Brothier s'était levé. A travers la fenêtre de son bureau du premier étage, il regardait l’énorme boule d'onyx qui couronne le monument aux morts de la Légion. Les derniers rayons du soleil couchant s'accrochaient au globe et donnaient une teinte rougeâtre à l'or qui couvrait les pays où la Légion s'était battu depuis plus d'un siècle. « On dirait des taches de sang », songea le colonel. Il ne pouvait détacher ses regards de ces traces vermeilles. Elles semblaient grandir, aller jusqu'aux pieds des quatre légionnaires de bronze qui montaient la garde.
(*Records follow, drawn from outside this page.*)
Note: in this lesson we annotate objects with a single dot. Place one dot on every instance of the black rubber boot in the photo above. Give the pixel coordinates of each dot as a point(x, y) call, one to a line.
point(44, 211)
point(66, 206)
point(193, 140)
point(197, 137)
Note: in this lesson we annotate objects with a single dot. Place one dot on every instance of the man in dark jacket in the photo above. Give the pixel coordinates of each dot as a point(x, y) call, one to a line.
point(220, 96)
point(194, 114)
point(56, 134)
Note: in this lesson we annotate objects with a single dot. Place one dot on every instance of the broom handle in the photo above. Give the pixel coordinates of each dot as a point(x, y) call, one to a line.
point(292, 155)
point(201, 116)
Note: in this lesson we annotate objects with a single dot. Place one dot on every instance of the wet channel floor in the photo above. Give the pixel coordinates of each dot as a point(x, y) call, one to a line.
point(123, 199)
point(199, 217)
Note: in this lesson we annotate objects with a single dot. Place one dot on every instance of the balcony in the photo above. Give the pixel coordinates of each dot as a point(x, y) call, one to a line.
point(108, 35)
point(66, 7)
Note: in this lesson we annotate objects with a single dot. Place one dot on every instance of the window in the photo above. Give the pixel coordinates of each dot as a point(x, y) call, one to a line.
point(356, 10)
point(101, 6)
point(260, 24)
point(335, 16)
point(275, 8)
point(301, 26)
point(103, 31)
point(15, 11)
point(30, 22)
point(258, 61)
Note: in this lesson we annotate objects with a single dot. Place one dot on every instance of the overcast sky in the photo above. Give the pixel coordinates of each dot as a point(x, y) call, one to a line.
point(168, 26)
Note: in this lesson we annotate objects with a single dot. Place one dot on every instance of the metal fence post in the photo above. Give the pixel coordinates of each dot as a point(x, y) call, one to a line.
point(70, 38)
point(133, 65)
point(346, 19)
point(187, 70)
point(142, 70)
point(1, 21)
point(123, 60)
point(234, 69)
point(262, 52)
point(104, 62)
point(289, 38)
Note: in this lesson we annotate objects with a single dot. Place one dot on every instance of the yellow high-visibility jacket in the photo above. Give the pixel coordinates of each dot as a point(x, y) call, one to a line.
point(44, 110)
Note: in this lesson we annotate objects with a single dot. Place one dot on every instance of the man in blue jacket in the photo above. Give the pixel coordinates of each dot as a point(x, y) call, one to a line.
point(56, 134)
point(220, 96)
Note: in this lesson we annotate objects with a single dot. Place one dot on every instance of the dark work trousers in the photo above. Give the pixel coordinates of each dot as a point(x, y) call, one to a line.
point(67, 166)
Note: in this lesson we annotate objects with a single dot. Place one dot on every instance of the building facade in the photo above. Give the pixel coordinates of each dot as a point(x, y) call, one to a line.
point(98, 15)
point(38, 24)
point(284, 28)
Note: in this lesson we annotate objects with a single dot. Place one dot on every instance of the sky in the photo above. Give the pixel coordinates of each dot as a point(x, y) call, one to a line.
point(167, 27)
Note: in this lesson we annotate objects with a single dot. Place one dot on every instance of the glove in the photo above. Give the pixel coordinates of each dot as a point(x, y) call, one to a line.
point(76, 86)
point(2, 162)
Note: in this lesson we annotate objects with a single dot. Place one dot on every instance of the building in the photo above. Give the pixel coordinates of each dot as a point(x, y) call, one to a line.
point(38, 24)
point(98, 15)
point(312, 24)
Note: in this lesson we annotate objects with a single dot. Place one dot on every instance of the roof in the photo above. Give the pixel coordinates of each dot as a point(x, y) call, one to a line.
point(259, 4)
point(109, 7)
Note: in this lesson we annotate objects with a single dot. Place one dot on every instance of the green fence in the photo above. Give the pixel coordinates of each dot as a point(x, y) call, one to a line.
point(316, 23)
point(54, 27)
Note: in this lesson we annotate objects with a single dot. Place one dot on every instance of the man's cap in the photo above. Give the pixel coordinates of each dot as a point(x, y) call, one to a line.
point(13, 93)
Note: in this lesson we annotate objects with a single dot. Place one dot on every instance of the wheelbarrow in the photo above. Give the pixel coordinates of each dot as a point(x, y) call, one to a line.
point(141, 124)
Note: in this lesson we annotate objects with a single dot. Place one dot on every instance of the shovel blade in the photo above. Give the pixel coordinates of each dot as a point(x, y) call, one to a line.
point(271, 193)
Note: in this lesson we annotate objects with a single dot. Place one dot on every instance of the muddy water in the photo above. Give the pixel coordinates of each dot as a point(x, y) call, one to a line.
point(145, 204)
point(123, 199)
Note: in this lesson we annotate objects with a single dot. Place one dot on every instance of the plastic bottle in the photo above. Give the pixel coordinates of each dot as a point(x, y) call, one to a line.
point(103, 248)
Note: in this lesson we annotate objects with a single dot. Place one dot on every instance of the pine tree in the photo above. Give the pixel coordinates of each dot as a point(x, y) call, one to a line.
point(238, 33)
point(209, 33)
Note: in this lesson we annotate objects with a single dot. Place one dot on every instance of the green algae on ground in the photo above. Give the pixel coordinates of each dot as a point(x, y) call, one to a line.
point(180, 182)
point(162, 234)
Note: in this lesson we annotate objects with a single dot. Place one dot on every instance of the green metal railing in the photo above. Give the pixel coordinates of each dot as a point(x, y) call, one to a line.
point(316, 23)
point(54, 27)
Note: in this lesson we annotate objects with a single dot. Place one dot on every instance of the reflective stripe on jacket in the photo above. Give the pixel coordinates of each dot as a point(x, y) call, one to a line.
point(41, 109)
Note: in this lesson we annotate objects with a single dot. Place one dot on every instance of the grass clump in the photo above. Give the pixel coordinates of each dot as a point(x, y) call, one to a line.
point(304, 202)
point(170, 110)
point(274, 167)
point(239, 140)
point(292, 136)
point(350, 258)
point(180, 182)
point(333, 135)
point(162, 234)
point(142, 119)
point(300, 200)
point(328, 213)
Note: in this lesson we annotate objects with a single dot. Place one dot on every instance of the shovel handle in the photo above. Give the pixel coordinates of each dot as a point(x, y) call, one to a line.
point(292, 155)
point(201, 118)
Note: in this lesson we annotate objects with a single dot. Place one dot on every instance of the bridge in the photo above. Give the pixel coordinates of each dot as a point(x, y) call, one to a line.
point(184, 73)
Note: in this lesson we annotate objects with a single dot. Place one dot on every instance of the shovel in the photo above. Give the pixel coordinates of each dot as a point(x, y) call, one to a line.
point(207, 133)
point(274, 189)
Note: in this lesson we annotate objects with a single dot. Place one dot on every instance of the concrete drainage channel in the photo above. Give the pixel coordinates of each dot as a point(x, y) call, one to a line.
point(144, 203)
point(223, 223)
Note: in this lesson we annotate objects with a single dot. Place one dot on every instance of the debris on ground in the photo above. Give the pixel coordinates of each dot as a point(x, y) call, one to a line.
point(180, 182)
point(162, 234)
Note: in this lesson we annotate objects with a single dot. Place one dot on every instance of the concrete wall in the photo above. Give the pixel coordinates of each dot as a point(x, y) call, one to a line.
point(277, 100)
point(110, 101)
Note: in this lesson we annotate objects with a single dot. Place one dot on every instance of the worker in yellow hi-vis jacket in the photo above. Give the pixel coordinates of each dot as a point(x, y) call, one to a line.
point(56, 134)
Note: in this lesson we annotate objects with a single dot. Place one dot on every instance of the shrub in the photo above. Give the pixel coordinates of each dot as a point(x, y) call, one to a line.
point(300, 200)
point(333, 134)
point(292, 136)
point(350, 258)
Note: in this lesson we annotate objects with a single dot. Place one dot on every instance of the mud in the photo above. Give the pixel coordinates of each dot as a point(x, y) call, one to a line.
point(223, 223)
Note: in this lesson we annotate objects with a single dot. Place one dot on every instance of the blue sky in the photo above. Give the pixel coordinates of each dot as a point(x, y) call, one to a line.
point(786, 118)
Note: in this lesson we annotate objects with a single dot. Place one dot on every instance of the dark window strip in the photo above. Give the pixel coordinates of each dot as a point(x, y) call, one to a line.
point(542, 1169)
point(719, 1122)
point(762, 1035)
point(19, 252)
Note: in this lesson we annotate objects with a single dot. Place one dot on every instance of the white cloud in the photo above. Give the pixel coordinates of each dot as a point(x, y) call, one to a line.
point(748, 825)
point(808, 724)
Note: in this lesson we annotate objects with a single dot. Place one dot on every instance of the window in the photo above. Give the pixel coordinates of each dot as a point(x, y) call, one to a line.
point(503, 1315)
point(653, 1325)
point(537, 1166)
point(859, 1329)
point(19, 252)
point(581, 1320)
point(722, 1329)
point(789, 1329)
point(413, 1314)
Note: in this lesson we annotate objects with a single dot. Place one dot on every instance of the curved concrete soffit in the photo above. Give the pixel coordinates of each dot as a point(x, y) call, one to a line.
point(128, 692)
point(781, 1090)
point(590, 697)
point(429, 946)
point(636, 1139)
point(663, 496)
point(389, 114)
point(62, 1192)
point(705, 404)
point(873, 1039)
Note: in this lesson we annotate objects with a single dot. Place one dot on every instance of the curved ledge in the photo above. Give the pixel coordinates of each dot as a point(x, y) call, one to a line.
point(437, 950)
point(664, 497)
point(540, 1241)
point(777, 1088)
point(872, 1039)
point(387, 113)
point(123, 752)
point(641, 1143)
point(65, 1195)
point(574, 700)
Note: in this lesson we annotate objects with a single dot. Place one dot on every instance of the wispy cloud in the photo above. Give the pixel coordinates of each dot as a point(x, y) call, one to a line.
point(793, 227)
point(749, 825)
Vasko, Szuts, Tasnady... Les trois noms martelaient les tempes du colonel. Ils venaient en tête d'une longue colonne où figuraient des milliers d'autres noms, ceux de légionnaires qu'il avait vus mourir en silence depuis vingt ans, dont les sacrifices n'émouvaient pas les foules. Pour les avoir longtemps connus et commandés, Brothier savait trop ce que la Légion devait aux meilleurs d'entre eux, les sous-officiers. Ils en constituaient l'ossature. Ils connaissaient parfaitement leur métier et le faisaient avec une conscience professionnelle qui surprenait plus d'un sous-lieutenant issu de Saint-Cyr. Sortant de sa méditation, le colonel se dirigea vers son bureau. Une flamme illuminait ses traits. Il appela Busy-Debat :

« Vasko, Szuts, Tasnady... Vous comprenez? lui demanda Brothier dès qu'il fut entré. L'occasion nous est donnée de rendre hommage à travers eux à tous les sous-officiers. Il faut la saisir. Tous les trois symbolisent magnifiquement la nouvelle race d adjudants de Légion issue des guerres d'Indochine et d Algérie. Vous rendez-vous compte qu'ils sont hongrois tous les trois, engagés la même année et tués à quelques jours d'intervalle dans la même région d'Algérie ? »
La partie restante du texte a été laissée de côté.